In a statement, Qualcomm executive chairman Paul Jacobs said the board unanimously voted to reject the proposal as it “significantly undervalues Qualcomm relative to the company’s leadership position in mobile technology and our future growth prospects.”
Qualcomm presiding director Tom Horton added: “After a comprehensive review, conducted in consultation with our financial and legal advisors, the board has concluded that Broadcom’s proposal dramatically undervalues Qualcomm and comes with significant regulatory uncertainty.”
Its rejection of Broadcom’s offer comes as little surprise, as media reports over the weekend revealed Qualcomm CEO Steven Mollenkopf quizzed top investors last week and concluded the offer of $70 per share was insufficient.
In an article on the issue on Sunday, Reuters said Broadcom was assessing its next move, with speculation it could raise its offer using further debt financing.
Broadcom’s offer of $103 billion in cash and stock to shareholders, and additional costs including clearing billions in debt, took the proposed deal to $130 billion.

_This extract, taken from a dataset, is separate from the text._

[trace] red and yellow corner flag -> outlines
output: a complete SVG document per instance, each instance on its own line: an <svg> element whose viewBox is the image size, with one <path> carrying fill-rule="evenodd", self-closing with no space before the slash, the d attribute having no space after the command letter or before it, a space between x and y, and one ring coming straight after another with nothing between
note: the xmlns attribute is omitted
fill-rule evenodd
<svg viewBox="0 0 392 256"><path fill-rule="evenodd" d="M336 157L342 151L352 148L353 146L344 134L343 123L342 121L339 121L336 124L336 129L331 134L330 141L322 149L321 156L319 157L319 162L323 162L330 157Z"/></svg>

The figure was a record bid for a technology business and is one of the most expensive attempted takeovers of a listed company.
After rife speculation, the unsolicited offer was tabled on November 6, amid rumours Qualcomm shareholders were unlikely to accept the valuation.
The sum of $70 per Qualcomm share is a price not seen for the stock since 2015, before its well-publicised legal spat with Apple. By the end of October 2017, prior to speculation of a forthcoming bid, it was trading at $51 per share.